Intervention de Barbara Pompili

Réunion du 28 octobre 2014 à 16h00
Commission des affaires culturelles et de l'éducation

Photo issue du site de l'Assemblée nationale ou de WikipediaBarbara Pompili :

Madame Tolmont, je tiens à vous remercier du travail d'investigation que vous avez conduit sur des secteurs souvent mal connus et pourtant, aujourd'hui encore, malheureusement nécessaires !

Alors que la loi pour la refondation de l'école promeut l'école inclusive et que la loi du 11 février 2005 pour l'égalité des droits et des chances, la participation et la citoyenneté des personnes handicapées reconnaît le droit à la scolarisation aux élèves en situation de handicap, l'existence de structures adaptées comme les SEGPA ou les EREA n'est pas sans nous interpeller, tout en justifiant l'intérêt de votre rapport.

Si nous prônons l'école inclusive et l'adaptation du système aux besoins de chaque élève, incluant le parcours individualisé et l'accompagnement humain, nous constatons aujourd'hui que nous sommes encore loin d'atteindre cet idéal. Oui, l'existence même des SEGPA et des EREA est la preuve que l'école inclusive n'existe pas encore. C'est pourquoi quiconque prônerait leur disparition immédiate prendrait le risque d'aggraver les difficultés scolaires et sociales de nombreux élèves qui, ne sachant vers quelles structures se tourner, seraient très mal accueillis dans le milieu dit ordinaire.

Or, c'est précisément sur le milieu ordinaire qu'il convient d'agir pour le rendre capable, à terme, d'accueillir les élèves en grande difficulté. Il n'est pas acceptable que le système scolaire continue de reproduire et d'aggraver les inégalités sociales, alors qu'il devrait servir de tremplin à ces élèves. Nous ne pouvons plus accepter que les plus fragiles soient extraits du milieu ordinaire pour être placés dans des filières vues et vécues comme des voies de garage, où l'on essaie de les oublier en limitant au maximum les relations entre milieu adapté et milieu ordinaire – c'est un point que vous soulignez. C'est comme si ces deux mondes coexistaient sans se voir, puisque, même lorsqu'ils partagent le même site, ils ne partagent pas les mêmes locaux, ce qui interdit tout mélange ou tout échange entre les élèves et les professeurs de ces deux mondes, qu'il s'agisse des cours, des activités sportives et artistiques, des voyages scolaires, des dynamiques d'établissement, voire de la cantine – il y a fort heureusement quelques exceptions. Il est donc urgent d'agir pour pallier les défaillances de notre système, qui rejette une partie des jeunes.

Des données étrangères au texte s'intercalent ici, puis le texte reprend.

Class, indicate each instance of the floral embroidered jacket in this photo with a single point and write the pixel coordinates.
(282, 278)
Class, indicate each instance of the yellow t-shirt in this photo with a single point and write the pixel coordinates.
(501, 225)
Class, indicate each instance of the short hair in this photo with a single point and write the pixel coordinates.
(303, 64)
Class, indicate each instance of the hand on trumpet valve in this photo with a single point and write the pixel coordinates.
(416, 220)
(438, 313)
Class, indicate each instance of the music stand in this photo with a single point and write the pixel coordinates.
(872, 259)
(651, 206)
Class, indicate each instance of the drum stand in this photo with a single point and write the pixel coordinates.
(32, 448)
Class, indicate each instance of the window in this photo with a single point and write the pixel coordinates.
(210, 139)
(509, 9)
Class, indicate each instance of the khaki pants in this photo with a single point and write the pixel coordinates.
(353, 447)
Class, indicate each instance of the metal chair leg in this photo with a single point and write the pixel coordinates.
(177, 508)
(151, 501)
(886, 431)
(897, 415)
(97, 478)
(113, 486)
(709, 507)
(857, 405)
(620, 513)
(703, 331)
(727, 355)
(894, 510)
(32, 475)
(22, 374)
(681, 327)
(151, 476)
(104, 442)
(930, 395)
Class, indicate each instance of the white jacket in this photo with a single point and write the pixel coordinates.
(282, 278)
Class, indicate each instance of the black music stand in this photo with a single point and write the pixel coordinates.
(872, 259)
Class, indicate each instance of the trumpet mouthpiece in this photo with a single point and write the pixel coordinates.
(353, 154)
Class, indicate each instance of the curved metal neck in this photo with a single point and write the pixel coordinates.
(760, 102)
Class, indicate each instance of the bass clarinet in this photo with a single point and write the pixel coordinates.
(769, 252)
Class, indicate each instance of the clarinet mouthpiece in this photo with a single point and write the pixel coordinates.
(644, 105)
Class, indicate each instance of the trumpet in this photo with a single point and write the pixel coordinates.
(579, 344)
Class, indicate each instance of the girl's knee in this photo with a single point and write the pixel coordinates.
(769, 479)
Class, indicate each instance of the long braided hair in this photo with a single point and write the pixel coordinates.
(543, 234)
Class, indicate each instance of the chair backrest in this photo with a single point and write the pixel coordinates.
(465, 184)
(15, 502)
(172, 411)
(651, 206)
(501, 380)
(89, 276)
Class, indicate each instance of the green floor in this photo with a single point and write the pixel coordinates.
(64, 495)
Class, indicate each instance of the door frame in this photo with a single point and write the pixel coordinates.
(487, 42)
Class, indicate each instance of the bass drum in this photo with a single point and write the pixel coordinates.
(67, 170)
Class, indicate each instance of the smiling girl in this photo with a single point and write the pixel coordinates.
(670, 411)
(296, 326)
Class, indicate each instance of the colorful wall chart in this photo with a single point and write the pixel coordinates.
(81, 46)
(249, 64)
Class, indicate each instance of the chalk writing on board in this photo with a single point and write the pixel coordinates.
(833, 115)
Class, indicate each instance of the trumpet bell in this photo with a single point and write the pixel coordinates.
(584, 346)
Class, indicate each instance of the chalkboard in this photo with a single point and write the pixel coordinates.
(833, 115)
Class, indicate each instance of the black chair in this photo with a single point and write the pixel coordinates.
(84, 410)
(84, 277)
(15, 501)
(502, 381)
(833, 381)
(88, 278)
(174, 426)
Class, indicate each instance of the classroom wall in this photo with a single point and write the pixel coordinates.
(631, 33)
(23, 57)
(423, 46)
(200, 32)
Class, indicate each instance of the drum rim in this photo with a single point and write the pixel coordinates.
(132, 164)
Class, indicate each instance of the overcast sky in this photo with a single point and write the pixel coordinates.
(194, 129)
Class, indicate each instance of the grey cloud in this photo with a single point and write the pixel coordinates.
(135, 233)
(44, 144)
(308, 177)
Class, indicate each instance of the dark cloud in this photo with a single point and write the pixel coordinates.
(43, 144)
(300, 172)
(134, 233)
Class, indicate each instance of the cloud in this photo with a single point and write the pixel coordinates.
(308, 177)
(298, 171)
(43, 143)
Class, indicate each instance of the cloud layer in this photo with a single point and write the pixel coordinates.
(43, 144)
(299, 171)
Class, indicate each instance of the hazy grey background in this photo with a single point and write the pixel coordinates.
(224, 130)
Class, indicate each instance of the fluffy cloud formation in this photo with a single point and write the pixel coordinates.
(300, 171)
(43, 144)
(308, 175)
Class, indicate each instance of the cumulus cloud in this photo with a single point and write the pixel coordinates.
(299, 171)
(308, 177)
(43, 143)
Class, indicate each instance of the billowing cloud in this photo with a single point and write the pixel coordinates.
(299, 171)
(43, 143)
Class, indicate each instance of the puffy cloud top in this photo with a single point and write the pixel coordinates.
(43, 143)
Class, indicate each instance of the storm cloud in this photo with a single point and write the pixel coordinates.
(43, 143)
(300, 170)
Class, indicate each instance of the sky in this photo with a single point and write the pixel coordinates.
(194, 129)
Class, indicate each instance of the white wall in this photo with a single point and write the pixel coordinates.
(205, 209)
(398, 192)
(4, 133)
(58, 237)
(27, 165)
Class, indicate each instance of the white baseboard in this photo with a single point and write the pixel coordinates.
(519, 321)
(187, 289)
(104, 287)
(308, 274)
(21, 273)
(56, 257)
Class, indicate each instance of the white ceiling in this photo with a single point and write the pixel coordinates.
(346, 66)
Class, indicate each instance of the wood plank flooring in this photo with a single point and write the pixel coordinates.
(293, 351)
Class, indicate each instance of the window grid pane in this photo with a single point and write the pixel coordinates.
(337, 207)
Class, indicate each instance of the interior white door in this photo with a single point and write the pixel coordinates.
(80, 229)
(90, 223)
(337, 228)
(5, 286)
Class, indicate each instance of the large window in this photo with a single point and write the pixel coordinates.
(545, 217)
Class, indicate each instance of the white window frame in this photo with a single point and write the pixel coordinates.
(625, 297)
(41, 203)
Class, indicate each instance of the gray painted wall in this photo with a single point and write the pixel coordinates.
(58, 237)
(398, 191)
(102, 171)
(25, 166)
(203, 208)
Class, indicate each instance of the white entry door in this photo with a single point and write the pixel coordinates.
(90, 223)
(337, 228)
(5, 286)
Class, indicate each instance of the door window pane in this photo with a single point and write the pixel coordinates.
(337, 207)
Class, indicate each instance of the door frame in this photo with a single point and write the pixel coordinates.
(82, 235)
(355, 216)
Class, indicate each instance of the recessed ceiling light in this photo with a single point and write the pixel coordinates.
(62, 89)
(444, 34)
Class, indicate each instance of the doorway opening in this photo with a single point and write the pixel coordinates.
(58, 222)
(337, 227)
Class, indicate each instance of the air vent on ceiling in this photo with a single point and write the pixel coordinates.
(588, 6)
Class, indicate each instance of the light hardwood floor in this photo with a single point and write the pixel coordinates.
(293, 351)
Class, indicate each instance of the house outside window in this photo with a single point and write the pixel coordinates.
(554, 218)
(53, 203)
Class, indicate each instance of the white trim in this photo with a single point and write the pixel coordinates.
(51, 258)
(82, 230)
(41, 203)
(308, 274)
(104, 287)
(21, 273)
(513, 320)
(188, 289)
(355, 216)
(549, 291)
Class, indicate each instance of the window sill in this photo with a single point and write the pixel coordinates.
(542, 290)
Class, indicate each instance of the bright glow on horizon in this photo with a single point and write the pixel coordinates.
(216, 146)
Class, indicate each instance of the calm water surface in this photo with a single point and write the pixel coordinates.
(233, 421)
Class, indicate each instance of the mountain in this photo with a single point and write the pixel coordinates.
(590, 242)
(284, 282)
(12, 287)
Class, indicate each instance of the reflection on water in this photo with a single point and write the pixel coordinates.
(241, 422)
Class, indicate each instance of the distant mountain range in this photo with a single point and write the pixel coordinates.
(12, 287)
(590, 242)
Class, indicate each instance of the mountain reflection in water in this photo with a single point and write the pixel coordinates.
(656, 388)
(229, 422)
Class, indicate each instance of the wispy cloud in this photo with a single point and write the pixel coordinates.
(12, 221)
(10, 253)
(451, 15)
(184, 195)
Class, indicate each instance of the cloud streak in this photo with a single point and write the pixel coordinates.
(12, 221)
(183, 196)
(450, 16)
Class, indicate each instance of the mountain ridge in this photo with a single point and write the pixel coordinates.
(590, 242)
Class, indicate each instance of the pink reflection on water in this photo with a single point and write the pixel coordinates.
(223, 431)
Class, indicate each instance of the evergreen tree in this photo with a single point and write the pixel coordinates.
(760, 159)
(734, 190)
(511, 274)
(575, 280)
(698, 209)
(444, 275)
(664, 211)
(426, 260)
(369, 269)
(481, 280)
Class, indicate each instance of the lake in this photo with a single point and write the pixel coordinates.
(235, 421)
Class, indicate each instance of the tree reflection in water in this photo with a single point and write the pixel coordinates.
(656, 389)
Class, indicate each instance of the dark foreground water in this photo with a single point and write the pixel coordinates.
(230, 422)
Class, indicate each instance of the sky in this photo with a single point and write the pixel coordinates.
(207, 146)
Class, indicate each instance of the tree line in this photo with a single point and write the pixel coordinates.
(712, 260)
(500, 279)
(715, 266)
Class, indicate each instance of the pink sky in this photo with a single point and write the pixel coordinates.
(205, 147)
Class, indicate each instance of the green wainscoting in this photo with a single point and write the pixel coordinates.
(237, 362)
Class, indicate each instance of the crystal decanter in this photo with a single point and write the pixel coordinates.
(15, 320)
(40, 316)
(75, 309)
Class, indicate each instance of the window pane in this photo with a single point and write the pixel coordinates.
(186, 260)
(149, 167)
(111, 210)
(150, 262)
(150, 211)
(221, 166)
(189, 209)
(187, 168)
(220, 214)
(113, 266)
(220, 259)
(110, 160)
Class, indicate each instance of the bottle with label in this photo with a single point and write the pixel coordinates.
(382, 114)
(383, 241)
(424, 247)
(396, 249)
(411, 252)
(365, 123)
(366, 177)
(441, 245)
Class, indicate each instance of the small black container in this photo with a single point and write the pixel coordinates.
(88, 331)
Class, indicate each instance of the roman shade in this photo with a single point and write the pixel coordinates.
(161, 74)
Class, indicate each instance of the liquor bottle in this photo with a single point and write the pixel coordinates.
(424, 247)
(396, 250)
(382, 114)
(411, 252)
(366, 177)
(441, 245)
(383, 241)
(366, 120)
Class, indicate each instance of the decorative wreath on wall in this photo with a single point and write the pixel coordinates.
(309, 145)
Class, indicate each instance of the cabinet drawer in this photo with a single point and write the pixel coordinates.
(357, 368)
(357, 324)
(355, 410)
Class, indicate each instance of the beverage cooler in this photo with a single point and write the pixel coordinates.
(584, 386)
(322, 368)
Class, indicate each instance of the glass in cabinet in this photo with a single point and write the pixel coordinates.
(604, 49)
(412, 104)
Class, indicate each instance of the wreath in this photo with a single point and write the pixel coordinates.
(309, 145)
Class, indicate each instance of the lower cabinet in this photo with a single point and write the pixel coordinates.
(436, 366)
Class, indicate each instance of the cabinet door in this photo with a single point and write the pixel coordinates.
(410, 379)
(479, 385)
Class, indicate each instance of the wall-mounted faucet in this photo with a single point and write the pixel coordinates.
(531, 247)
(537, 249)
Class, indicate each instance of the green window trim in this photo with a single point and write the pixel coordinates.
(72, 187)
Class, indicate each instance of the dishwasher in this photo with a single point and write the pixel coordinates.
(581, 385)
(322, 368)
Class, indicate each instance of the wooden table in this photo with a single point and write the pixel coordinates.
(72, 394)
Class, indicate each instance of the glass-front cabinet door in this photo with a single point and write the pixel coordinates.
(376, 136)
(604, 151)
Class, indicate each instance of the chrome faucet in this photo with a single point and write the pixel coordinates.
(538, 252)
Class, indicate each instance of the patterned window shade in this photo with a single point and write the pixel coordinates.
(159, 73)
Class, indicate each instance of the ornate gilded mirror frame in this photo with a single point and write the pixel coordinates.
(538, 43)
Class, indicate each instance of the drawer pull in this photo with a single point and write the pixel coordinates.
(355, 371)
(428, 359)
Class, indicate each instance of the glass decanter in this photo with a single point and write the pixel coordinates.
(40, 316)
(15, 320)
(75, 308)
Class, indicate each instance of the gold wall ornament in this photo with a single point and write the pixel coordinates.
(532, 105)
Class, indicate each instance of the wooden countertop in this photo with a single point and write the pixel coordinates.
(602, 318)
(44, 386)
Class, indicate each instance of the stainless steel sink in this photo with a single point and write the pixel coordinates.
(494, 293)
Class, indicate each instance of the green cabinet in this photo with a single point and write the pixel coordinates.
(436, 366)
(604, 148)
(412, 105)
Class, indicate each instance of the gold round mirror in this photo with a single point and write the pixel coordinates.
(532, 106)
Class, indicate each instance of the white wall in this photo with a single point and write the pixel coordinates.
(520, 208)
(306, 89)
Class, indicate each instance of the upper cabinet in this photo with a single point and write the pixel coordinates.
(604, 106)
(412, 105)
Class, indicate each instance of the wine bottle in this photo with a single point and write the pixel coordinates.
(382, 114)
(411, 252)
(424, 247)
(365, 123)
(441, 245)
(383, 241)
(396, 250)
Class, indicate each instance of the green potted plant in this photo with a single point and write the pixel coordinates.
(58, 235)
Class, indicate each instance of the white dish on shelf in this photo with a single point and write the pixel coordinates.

La loi de refondation de l'école constitue une première étape, notamment parce qu'elle redonne la priorité au primaire – les professionnels de SEGPA le soulignent : il faut s'attaquer aux difficultés dès le primaire – et qu'elle restaure la formation des enseignants. Il faut toutefois aller plus loin. Devant les difficultés spécifiques rencontrées par certains élèves, nombre d'enseignants se sentent encore aujourd'hui trop démunis. Le manque de formation de l'ensemble des équipes pédagogiques à l'accueil des élèves en situation de handicap ou en grande difficulté étant une des racines du mal, il faut tout faire pour y remédier.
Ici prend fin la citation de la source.